I had a Japanese customer who had me do that too. Only he asked for 4 ways in case he did decide to move the bed. 3 sets of 15 in just the master bedroom alone.


----------



## roflwaffle (Jun 4, 2011)

I like X10 because of it's cost and the ease of scripting for it via any computer w/ a serial or USB interface, but figuring out where and why signals die/do weird things can be a pain.


----------



## TOOL_5150 (Aug 27, 2007)

roflwaffle said:


> I like X10 because of it's cost and the ease of scripting for it via any computer w/ a serial or USB interface, but figuring out where and why signals die/do weird things can be a pain.


Having been an "X10 contractor" for a while.. For the most part - that stuff is garbage.


----------



## captkirk (Nov 21, 2007)

no matter what you decide to install there will be something better in a years time...Control 4 seems to be the easiest to work with.

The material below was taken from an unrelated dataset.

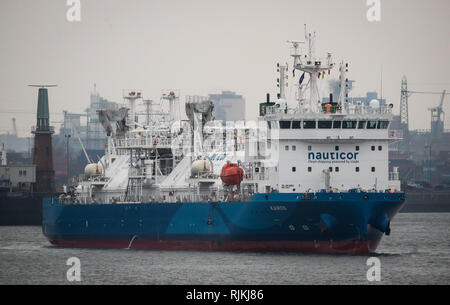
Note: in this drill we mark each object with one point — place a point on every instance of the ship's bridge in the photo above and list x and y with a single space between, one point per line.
353 125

Just install the switches, a little programing and away you go. 
I can see it being worth your while if you live in a serious Mansion but for most homes its just something to play with.
The only thing that I find worth while is the control four for your thermostat. Other than than who cares if you can tell that your dishwasher is running..? 
Just my two cents..


----------



## robstyles21 (May 12, 2010)

We recently started to get involved in installing home automation systems. We've done one Vantage and one Crestron so far. The Crestron project is in the process of being programmed this week and the Vantage job is still a few months away. As the electrical contractor we did the entire installation aside from the programming which we subbed out. My questions for those who have experience in installing these systems are:

1. Is it normal practice for the EC to do the installation of the hardware (ie. panels, modules, keypads, wiring, etc.) and have a programmer do the software programming?
2. If I were to take the next step and get certified in the software programming aspect, which brand would you recommend? If I went with Crestron for example, would I have a good enough understanding to handle the programming of a Control 4 system or would I need to be trained in each specific brand?

I've also done one Marlin system for a University ballroom and programmed that one on my own. Very simple.

Thanks.


----------



## valeech (Jun 21, 2011)

For super a hi-end system check out SavantAV (http://www.savantav.com/).

It is a system built completely off of Apple Mac Mini computers and is quite impressive. Better have the bucks though.


----------



## CheapCharlie (Feb 4, 2011)

macmikeman said:


> I had a Japanese customer who had me do that too. Only he asked for 4 ways in case he did decide to move the bed. 3 sets of 15 in just the master bedroom alone.


Sounds like a lot of work for that. How the heck would he know from his bedroom which ones to switch to turn off lights? Up or down could be on for a 3-way or 4-way!! One of those things...you pay me, I'll put it in...lol


----------



## guest (Feb 21, 2009)

robstyles21 said:


> We recently started to get involved in installing home automation systems. We've done one Vantage and one Crestron so far. The Crestron project is in the process of being programmed this week and the Vantage job is still a few months away. As the electrical contractor we did the entire installation aside from the programming which we subbed out. My questions for those who have experience in installing these systems are:
> 
> 1. Is it normal practice for the EC to do the installation of the hardware (ie. panels, modules, keypads, wiring, etc.) and have a programmer do the software programming?
> 2. If I were to take the next step and get certified in the software programming aspect, which brand would you recommend? If I went with Crestron for example, would I have a good enough understanding to handle the programming of a Control 4 system or would I need to be trained in each specific brand?
> ...


In my experiences:

1: The EC (or LV tech) would do the wiring and rough-in of panel mounts/in-wall cans. The LV tech would install all of the keypads, etc, during trim. Programming was subbed out in most cases (until I got proficient at programming then I started to do it all myself.)

2: My personal preference is for AMX (see post #5) but Crestron is also quite good. I can't speak for Control 4 because I have not used it, but the basic answer to the question of understanding is no. AMX and Crestron use totally different protocols and programming codes, so learning one will not help much with the other. You will need to be trained and certified in each brand. 

If you wish to do extensive automation work, either sub out to an established, authorized from the equipment mfgr. dealer/installer, or get one or more of your employees certified.


----------



## Service Call (Jul 9, 2011)

csdesigner said:


> mxslick, what is the make/model of the toilet you were able to control from AMX?
> I have a similar requirement from a client.
> We will be using Crestron.


??????? Is the handle too hard to use? Just asking. It sounds neat, but is it realistic? What if you walk by the panel and forget to push the flush icon? Close the door and let it sit there for a while. Ewwww.


----------



## meldel (Apr 8, 2011)

does any one knows savant? it is a really good product and it works on mac os


----------